UN COEUR EN NORD

© PHOTOS : MAGNUS NILSSON ET ERIK OLSSON

Le chef star venu de Laponie répertorie minutieusement les pratiques culinaires scandinaves dans une bible où de grands classiques, comme le gravlax et les boulettes suédoises, voisinent avec des préparations hallucinantes, tels que la baleine-pilote braisée ou le ragoût de renne.

Fäviken Magasinet. Le nom du restaurant de Magnus Nilsson, aux confins de la Laponie suédoise, sonne comme une invitation au voyage. Et sa cuisine en est une, direction le grand Nord évidemment. Chez lui, pas de maniérisme ou de gesticulations gastronomiques pour faire tourner la tête aux convives. Adepte de la cuisson au barbecue, récoltant la plupart de ses produits, au fil des saisons, sur les 10 000 hectares de son domaine, et s’inspirant des techniques ancestrales transmises de génération en génération dans son pays, le jeune trentenaire mise sur le trip authentique… Une escapade exclusive néanmoins, son antre du bout du monde ne pouvant accueillir que vingt-quatre foodies à la fois et le restaurant affichant complet pour les cinq prochains mois. A 300 euros le menu, payables à l’avance et sans compter les frais pour rejoindre cette destination perdue, c’est dire si l’expérience se mérite. En quoi elle consiste ?  » Je laisse généralement les gens raconter eux-mêmes ce que nous faisons ici, plutôt que de décrire à mes futurs clients ce qu’ils sont censés ressentir quand ils viendront chez moi « , rétorque le Viking des fourneaux qui ne suit aucune règle et ne s’accroche pas à un style.  » Chez moi, rien n’est délibéré. Je suis inspiré de tout ce qui se passe autour de moi et je suis mon intuition, c’est tout ! « , raconte le prodige qui, en quelques années, a glané deux étoiles au Michelin, gravi les places du classement World’s 50 Best Restaurants et donne désormais des conférences jusqu’en Californie…
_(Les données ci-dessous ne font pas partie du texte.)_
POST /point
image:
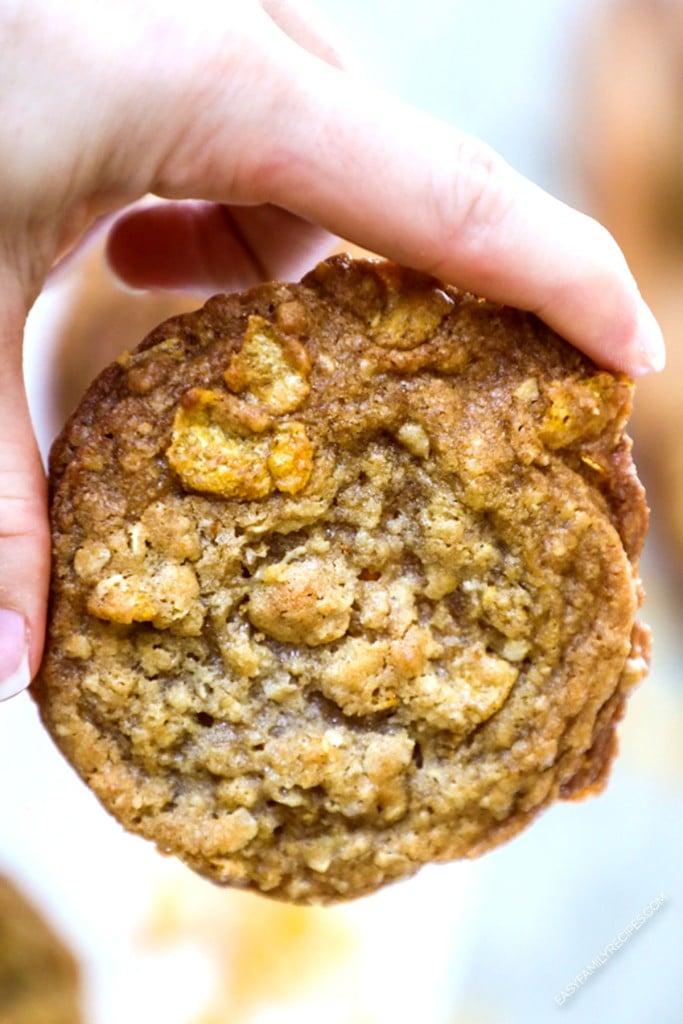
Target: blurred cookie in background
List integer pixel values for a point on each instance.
(39, 977)
(630, 122)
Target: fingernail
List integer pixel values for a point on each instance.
(651, 350)
(14, 671)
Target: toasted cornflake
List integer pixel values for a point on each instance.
(271, 369)
(211, 458)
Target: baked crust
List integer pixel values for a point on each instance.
(344, 581)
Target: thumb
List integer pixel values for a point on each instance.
(24, 530)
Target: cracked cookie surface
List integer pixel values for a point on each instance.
(344, 581)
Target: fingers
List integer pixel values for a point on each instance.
(207, 248)
(403, 184)
(24, 531)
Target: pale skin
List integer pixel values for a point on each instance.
(247, 108)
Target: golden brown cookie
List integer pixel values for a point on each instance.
(344, 581)
(39, 978)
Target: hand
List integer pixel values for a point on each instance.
(244, 107)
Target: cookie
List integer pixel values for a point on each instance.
(344, 581)
(39, 978)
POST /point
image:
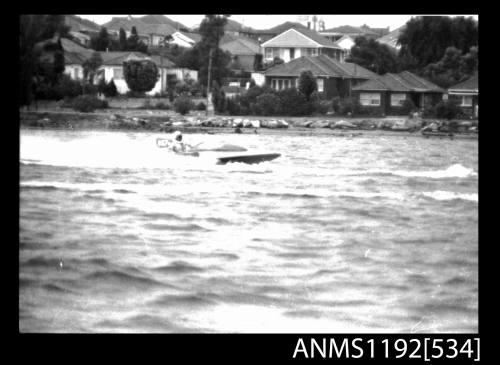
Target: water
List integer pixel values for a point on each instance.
(366, 234)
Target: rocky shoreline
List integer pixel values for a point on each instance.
(147, 121)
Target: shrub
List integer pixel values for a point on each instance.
(408, 106)
(162, 105)
(346, 106)
(233, 106)
(135, 94)
(67, 87)
(88, 89)
(140, 75)
(267, 104)
(183, 104)
(110, 89)
(293, 102)
(447, 109)
(88, 103)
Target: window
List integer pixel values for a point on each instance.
(320, 85)
(466, 100)
(398, 99)
(117, 73)
(370, 99)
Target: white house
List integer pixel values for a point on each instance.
(346, 43)
(112, 68)
(185, 39)
(298, 42)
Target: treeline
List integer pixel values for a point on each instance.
(105, 42)
(442, 49)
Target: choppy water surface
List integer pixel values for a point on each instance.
(366, 234)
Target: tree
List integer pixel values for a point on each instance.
(141, 75)
(90, 67)
(307, 84)
(452, 68)
(122, 40)
(212, 31)
(374, 56)
(426, 38)
(134, 43)
(33, 29)
(102, 42)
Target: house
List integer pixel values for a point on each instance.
(151, 29)
(387, 94)
(112, 68)
(243, 51)
(334, 34)
(466, 94)
(298, 42)
(185, 39)
(263, 35)
(392, 39)
(333, 78)
(346, 43)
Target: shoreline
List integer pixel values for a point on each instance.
(167, 122)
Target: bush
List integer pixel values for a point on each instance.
(267, 104)
(293, 103)
(408, 106)
(110, 89)
(135, 94)
(233, 106)
(183, 104)
(140, 75)
(88, 103)
(162, 105)
(67, 87)
(447, 109)
(347, 105)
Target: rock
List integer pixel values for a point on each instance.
(282, 123)
(342, 124)
(320, 124)
(255, 123)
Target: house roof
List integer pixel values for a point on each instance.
(196, 37)
(403, 82)
(161, 19)
(241, 46)
(471, 84)
(142, 28)
(280, 28)
(310, 34)
(321, 65)
(78, 24)
(391, 39)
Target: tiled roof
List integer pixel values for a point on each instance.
(321, 65)
(404, 82)
(315, 36)
(78, 24)
(142, 28)
(471, 84)
(241, 46)
(348, 29)
(283, 28)
(196, 37)
(161, 19)
(391, 39)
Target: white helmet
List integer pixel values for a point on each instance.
(177, 135)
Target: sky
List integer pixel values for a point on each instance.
(268, 21)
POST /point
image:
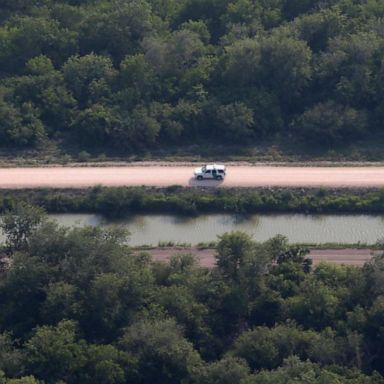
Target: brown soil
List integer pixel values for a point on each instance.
(349, 256)
(160, 176)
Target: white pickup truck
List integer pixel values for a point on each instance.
(210, 171)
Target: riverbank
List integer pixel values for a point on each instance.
(348, 256)
(122, 201)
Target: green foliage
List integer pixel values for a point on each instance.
(78, 306)
(126, 76)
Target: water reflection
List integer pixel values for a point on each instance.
(150, 229)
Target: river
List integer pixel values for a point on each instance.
(151, 229)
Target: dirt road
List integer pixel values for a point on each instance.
(348, 256)
(160, 176)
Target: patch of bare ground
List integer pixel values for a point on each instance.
(347, 256)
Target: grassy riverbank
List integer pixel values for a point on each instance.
(119, 202)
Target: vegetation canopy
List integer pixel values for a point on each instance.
(79, 306)
(122, 76)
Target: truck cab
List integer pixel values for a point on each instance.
(210, 171)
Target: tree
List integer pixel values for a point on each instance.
(84, 74)
(235, 121)
(228, 370)
(232, 253)
(19, 224)
(329, 124)
(53, 353)
(163, 354)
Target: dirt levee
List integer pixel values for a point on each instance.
(160, 176)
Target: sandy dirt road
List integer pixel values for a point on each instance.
(160, 176)
(356, 257)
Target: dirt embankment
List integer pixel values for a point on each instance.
(161, 176)
(348, 256)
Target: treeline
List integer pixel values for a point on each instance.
(130, 75)
(77, 306)
(122, 201)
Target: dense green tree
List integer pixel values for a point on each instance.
(329, 124)
(164, 355)
(53, 353)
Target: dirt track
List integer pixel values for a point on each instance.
(348, 256)
(237, 176)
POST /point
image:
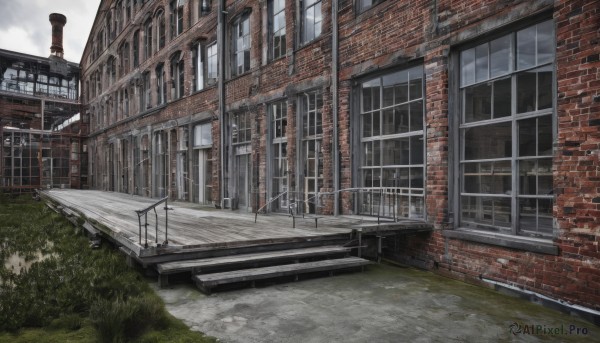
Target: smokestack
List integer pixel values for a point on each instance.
(58, 21)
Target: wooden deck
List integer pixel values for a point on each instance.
(231, 245)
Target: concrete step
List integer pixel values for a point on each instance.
(223, 263)
(206, 282)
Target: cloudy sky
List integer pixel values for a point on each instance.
(24, 25)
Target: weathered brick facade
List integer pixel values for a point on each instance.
(382, 40)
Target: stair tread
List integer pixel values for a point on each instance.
(182, 266)
(214, 279)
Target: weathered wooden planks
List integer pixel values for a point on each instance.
(208, 281)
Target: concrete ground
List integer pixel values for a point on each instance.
(383, 304)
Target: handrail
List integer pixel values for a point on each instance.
(268, 203)
(144, 212)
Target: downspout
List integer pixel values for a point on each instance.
(334, 91)
(221, 88)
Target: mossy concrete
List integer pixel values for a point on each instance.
(383, 304)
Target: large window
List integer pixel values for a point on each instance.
(136, 49)
(177, 75)
(176, 17)
(212, 71)
(147, 102)
(279, 167)
(161, 30)
(392, 149)
(161, 90)
(148, 39)
(312, 153)
(198, 65)
(507, 106)
(240, 57)
(312, 19)
(277, 45)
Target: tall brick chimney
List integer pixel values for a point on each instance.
(58, 21)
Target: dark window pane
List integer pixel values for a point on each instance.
(500, 56)
(545, 177)
(478, 103)
(526, 48)
(545, 135)
(527, 137)
(545, 88)
(416, 177)
(467, 67)
(367, 126)
(416, 87)
(416, 150)
(416, 116)
(526, 90)
(527, 177)
(388, 121)
(502, 98)
(401, 118)
(545, 42)
(481, 63)
(488, 141)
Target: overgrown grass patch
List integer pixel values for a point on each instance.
(74, 293)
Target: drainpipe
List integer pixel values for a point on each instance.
(334, 91)
(221, 87)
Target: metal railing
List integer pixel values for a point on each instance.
(144, 213)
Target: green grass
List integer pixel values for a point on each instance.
(74, 294)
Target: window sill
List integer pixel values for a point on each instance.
(535, 245)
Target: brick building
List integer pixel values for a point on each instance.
(481, 117)
(39, 119)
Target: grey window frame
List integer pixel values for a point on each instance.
(516, 235)
(212, 63)
(276, 52)
(405, 184)
(307, 6)
(238, 33)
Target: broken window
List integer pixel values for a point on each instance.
(505, 130)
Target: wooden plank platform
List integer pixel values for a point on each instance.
(201, 265)
(206, 282)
Car s’il officie de façon ultraconfidentielle, Magnus Nilsson – qui a travaillé trois ans auprès du chef parisien Pascal Barbot et est diplômé en sommelerie – se plaît aussi à transmettre son savoir, à une échelle bien plus large. Il a ainsi arpenté la Scandinavie pour relever et analyser toutes les pratiques culinaires du cru avec une précision très scientifique.  » C’est important de répertorier ces coutumes culturelles pour qu’elles ne se perdent pas « , insiste le Suédois. De cette enquête menée aux quatre coins du territoire, l’homme a fait un livre, véritable bible exhaustive publiée chez Phaidon. On y trouve des préparations universelles comme le poulet rôti, mais concoctées  » comme là-bas « , ainsi que des plats bien plus typiques… Voire complètement irréalisables chez nous. Requin putréfié, tripes de phoques et coeur de renne feront ainsi chavirer les coeurs sensibles. L’auteur a d’ailleurs fait grincer quelques dents, au moment d’éditer son ouvrage, avec ses recettes à base de baleine, présentées dans un but  » ethnographique « , rappelle-t-il.

Un bouquin incontournable donc, à l’image de ce que fut à une époque La cuillère d’argent pour la gastronomie italienne, à utiliser au quotidien pour mitonner des mets façon nordique, et à feuilleter plus longuement, de temps à autre, par plaisir, juste pour regarder par-delà l’horizon. Dépaysant.